Romania is set to have 200 MW of solar PV capacity coming up under partnership between Italian renewable energy supplier Alerion Clean Power and Romanian PV company Project RO. The 2 have joined hands to co-develop this capacity in the form of several PV plants.
In a brief statement issued, Alerion said the first of these projects with a combined capacity of close to 33 MW are scheduled to come online and start producing solar power within H1/2021.
Under its 2021-2023 Business Plan approved by the company’s board earlier this month, Alerion aims to become one of the main operators of renewable energy sources in Europe with more than 3 TWh of clean power produced at the end of the selected period. From 835 MW installed renewable energy capacity at the end of 2020, it will target 1.544 GW by the end of 2023.

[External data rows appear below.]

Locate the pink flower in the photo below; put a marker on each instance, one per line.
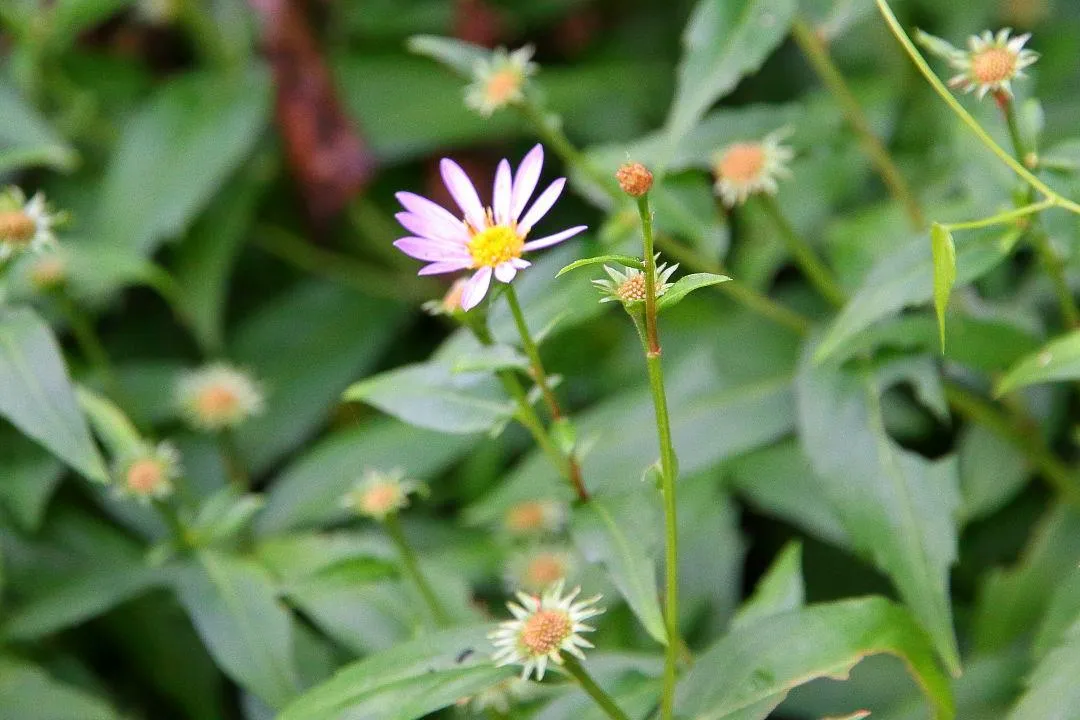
(488, 240)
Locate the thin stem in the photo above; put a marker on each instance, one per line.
(983, 136)
(734, 289)
(1025, 438)
(669, 466)
(602, 698)
(817, 53)
(413, 569)
(817, 272)
(527, 416)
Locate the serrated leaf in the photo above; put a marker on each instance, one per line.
(686, 285)
(760, 661)
(724, 41)
(628, 260)
(620, 533)
(944, 257)
(36, 394)
(1058, 360)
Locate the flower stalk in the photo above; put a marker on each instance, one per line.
(669, 466)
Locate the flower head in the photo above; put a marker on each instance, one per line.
(488, 240)
(540, 568)
(218, 396)
(542, 628)
(745, 168)
(628, 286)
(378, 494)
(499, 80)
(25, 225)
(535, 517)
(148, 472)
(990, 63)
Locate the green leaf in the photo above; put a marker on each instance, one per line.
(36, 393)
(1058, 360)
(628, 260)
(773, 655)
(28, 693)
(176, 153)
(686, 285)
(351, 333)
(620, 532)
(407, 681)
(896, 506)
(780, 591)
(905, 279)
(724, 41)
(233, 605)
(431, 396)
(944, 256)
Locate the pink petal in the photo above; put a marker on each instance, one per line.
(553, 240)
(504, 272)
(426, 208)
(475, 288)
(427, 227)
(440, 268)
(500, 197)
(462, 190)
(424, 248)
(542, 204)
(525, 180)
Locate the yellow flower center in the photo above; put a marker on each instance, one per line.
(993, 65)
(502, 86)
(742, 162)
(380, 499)
(16, 227)
(545, 569)
(145, 475)
(495, 245)
(544, 632)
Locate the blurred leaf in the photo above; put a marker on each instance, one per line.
(781, 589)
(233, 606)
(1058, 360)
(176, 153)
(28, 693)
(350, 330)
(433, 397)
(724, 41)
(896, 506)
(905, 279)
(780, 652)
(309, 491)
(686, 285)
(407, 681)
(944, 257)
(36, 393)
(599, 530)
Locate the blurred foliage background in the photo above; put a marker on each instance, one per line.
(229, 168)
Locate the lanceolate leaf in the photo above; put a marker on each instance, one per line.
(36, 393)
(724, 41)
(771, 656)
(1058, 360)
(896, 506)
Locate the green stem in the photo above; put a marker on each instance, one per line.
(602, 698)
(527, 416)
(966, 117)
(815, 271)
(1023, 435)
(817, 53)
(734, 289)
(413, 569)
(669, 466)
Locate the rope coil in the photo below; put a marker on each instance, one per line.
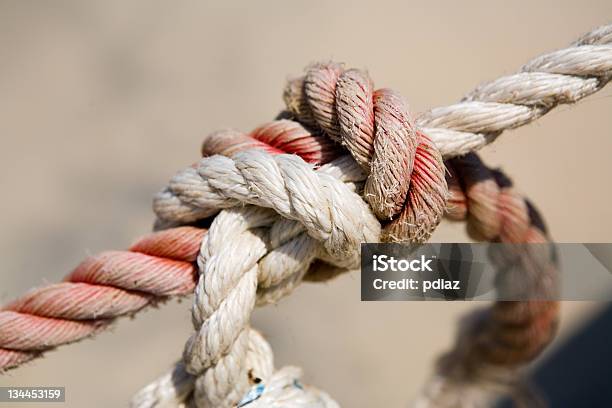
(311, 223)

Over these 3 years, it will focus on expanding its asset portfolio as well as geographical footprint eyeing Italy, Spain, Romania and Bulgaria, with solar central to its plans.
In a related news, the Romanian state energy fund SAPE has reportedly agreed to acquire the operational 5 MW Darvari Solar Park in Prahova county taking it over from Foto Solar, according to a report on business news portal Profit.ro. The state plans to expand this project to 10 MW or higher. SAPE owns stakes in local Romanian subsidiaries of Enel that bring it dividends and other revenues. Takeover of the project from Foto Solar will complete on April 29, 2021.
According to the country’s National Energy and Climate Plan (NECP) for 2021-2030, Romania aims to expand its solar power installed capacity by 3.7 GW by 2030, growing from 1.4 GW in all installed till the end of 2020 as per the EU Market Outlook For Solar Power 2020-2024 released by the SolarPower Europe (SPE) in December 2020 (see SolarPower Europe Says EU Added 18.2 GW Solar In 2020).
It would take the country’s cumulative solar PV capacity till the end of 2030 to 5.1 GW, which SPE believes would not do justice to the potential this market offers. What it does praise is Romanian government’s prosumer support schemes which should again be more ambitious (see Romania: RON 252mn For Green PV Home Scheme).